# Technical Studies Reference

### Percentage Price Oscillator

This study calculates and displays a Percentage Price Oscillator of the data specified by the Input Data Input.

Let $$X$$ be a random variable denoting the Input Data, and let the Inputs Long Mov Avg Length and Short Mov Avg Length be denoted as $$n_L$$ and $$n_S$$, respectively.
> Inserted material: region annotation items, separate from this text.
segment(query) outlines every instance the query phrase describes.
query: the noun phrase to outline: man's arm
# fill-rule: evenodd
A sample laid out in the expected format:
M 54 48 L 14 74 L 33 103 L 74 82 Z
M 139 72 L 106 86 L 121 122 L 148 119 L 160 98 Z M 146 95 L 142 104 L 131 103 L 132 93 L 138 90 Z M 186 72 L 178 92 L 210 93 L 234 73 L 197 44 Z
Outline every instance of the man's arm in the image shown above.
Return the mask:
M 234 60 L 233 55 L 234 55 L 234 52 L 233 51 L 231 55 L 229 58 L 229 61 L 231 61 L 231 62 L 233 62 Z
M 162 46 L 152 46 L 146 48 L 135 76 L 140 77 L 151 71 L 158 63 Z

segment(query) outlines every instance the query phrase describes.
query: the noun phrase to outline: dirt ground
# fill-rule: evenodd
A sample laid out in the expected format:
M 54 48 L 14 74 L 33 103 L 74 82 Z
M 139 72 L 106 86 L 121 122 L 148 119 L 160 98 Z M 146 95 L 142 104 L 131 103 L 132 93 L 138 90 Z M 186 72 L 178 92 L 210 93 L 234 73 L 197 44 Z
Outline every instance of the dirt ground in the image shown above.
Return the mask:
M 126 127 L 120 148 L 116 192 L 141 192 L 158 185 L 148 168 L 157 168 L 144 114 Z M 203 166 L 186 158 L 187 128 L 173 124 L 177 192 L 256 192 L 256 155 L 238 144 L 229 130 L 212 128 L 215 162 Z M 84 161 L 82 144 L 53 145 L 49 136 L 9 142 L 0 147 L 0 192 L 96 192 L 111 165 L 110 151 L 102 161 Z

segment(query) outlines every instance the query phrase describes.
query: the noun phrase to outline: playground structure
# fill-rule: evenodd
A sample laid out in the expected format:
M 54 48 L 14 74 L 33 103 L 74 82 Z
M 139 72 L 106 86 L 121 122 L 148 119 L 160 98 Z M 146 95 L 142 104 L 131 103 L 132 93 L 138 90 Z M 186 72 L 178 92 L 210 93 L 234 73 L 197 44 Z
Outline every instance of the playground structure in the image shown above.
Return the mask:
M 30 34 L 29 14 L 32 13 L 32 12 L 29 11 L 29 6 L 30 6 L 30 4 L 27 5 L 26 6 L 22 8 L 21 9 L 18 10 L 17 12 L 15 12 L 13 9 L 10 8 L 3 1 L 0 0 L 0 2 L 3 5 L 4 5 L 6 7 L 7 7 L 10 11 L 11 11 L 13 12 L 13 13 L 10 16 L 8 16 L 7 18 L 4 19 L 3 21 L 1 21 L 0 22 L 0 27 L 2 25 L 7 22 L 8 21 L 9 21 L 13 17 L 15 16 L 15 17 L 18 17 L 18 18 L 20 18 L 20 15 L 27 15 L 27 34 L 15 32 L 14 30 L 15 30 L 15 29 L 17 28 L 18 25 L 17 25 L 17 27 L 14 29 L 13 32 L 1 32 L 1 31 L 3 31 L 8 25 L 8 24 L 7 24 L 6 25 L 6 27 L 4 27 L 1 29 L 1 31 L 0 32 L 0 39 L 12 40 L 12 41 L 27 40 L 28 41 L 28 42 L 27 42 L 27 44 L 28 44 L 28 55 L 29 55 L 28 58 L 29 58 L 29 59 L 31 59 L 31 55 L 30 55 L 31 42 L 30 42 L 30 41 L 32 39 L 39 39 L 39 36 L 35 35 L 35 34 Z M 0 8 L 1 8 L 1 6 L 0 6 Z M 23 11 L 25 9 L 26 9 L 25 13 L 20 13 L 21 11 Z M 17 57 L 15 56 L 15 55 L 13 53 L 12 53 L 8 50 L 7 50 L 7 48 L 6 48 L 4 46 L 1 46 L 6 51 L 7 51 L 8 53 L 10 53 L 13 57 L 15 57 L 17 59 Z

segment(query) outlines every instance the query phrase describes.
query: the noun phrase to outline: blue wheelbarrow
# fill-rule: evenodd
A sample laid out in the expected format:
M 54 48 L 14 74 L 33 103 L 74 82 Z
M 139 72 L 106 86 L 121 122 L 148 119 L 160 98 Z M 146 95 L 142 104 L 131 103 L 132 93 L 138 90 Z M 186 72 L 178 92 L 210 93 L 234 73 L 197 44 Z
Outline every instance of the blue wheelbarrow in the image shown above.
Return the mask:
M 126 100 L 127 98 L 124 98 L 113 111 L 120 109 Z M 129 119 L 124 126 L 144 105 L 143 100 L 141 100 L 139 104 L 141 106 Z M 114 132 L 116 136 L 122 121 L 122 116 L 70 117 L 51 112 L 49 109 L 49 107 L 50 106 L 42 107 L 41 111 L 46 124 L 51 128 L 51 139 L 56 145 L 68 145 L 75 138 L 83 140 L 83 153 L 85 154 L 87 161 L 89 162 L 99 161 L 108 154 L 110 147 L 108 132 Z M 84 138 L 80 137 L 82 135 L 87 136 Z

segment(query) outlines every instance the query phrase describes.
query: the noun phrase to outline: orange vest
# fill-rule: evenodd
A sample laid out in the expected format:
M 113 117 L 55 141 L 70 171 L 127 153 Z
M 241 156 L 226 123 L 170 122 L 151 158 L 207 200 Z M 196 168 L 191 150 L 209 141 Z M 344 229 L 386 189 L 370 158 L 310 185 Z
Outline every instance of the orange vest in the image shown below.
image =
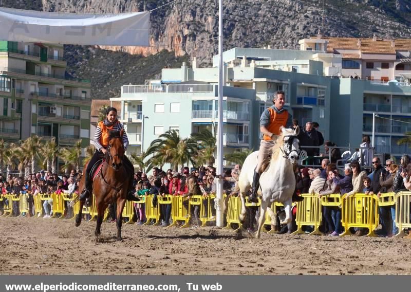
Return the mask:
M 286 110 L 280 113 L 277 112 L 272 107 L 269 107 L 268 111 L 270 112 L 270 124 L 267 126 L 267 129 L 275 135 L 278 135 L 281 133 L 280 128 L 282 126 L 285 127 L 287 124 L 287 120 L 288 119 L 288 112 Z M 264 140 L 271 140 L 271 137 L 265 135 L 263 137 Z
M 108 146 L 108 130 L 112 130 L 114 126 L 120 123 L 120 121 L 116 122 L 110 127 L 108 127 L 104 124 L 103 121 L 99 122 L 99 126 L 101 129 L 101 137 L 100 138 L 100 143 L 104 148 Z

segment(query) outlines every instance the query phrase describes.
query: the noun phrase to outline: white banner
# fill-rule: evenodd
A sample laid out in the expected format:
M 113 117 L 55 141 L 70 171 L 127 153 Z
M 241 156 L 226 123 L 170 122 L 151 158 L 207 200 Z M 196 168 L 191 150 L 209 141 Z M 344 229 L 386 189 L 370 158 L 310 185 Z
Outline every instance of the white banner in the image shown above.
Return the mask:
M 0 8 L 0 40 L 108 46 L 148 45 L 150 12 L 43 12 Z

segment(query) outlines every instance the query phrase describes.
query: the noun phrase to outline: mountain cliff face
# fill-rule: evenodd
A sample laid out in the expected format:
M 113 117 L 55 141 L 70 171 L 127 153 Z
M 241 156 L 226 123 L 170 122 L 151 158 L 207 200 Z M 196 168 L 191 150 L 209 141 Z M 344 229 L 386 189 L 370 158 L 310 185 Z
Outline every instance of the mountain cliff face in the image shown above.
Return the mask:
M 170 1 L 4 0 L 3 5 L 55 12 L 120 13 L 151 10 Z M 408 0 L 223 0 L 223 5 L 225 50 L 268 45 L 275 48 L 297 49 L 298 40 L 316 34 L 319 30 L 324 35 L 333 36 L 370 37 L 376 34 L 383 38 L 411 38 L 411 4 Z M 177 0 L 152 11 L 150 47 L 93 47 L 92 54 L 87 52 L 85 47 L 67 47 L 70 71 L 85 78 L 82 75 L 91 77 L 94 98 L 107 98 L 113 94 L 118 95 L 119 87 L 114 92 L 102 89 L 105 84 L 96 81 L 92 72 L 107 71 L 109 62 L 89 62 L 87 59 L 93 55 L 115 58 L 119 53 L 103 49 L 121 53 L 118 70 L 123 65 L 135 62 L 130 55 L 141 59 L 141 56 L 155 56 L 163 50 L 172 52 L 176 57 L 184 56 L 185 59 L 195 56 L 200 64 L 209 65 L 217 52 L 217 40 L 209 39 L 218 35 L 218 9 L 217 0 Z M 169 54 L 162 52 L 160 56 Z M 166 64 L 161 58 L 157 60 L 162 62 L 163 66 L 171 67 L 179 66 L 182 61 L 168 59 Z M 90 66 L 92 67 L 87 67 Z M 143 74 L 148 69 L 141 67 L 142 64 L 138 66 L 135 69 Z M 116 70 L 113 74 L 117 76 L 119 72 Z M 132 83 L 135 81 L 133 76 L 126 77 L 128 74 L 123 71 L 119 75 L 123 75 L 119 82 L 123 78 Z M 145 76 L 153 77 L 150 74 Z

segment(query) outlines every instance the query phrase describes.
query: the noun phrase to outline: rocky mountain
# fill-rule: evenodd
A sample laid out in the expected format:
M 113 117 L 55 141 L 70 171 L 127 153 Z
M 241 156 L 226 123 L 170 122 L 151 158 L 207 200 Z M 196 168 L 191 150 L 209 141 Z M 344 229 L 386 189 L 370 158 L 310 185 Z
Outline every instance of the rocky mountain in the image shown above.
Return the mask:
M 156 9 L 171 1 L 3 0 L 3 6 L 119 13 Z M 298 40 L 319 31 L 333 36 L 411 38 L 409 0 L 223 0 L 223 5 L 225 49 L 268 45 L 296 49 Z M 164 66 L 179 66 L 193 56 L 209 65 L 217 51 L 217 39 L 210 39 L 218 35 L 218 9 L 217 0 L 177 0 L 152 12 L 150 47 L 68 46 L 69 71 L 92 79 L 95 98 L 108 98 L 119 95 L 122 84 L 141 83 Z M 110 77 L 101 76 L 106 72 Z

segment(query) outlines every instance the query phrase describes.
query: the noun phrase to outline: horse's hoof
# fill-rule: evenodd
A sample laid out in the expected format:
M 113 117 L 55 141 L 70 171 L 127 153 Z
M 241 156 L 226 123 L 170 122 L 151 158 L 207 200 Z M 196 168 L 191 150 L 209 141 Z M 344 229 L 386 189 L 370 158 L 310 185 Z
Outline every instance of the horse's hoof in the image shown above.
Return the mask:
M 81 216 L 79 216 L 79 215 L 76 215 L 76 223 L 74 224 L 74 226 L 76 227 L 78 227 L 80 226 L 81 224 Z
Then we denote the Percentage Price Oscillator at Index $$t$$ for the given Inputs as $$PPO_t(X,n_L,n_S)$$, and we compute it for $$t \geq \min\{n_L,n_S\}$$ in terms of Exponential Moving Averages as follows.

$$PPO_t(X,n_L,n_S) = 100\cdot\displaystyle{\left\{ \begin{matrix} \frac{EMA_t(X,n_S) - EMA_t(X,n_L)}{EMA_t(X,n_L)} & EMA_t(X,n_L) \neq 0 \\ PPO_{t - 1}(X,n_L,n_S) & EMA_t(X,n_L) = 0 \end{matrix}\right .}$$

Note: Depending on the setting of the Input Moving Average Type, the Exponential Moving Averages in the above formula could be replaced with Linear Regression Moving Averages, Simple Moving Averages, Weighted Moving Averages, Wilders Moving Averages, Simple Moving Averages - Skip Zeros, or Smoothed Moving Averages.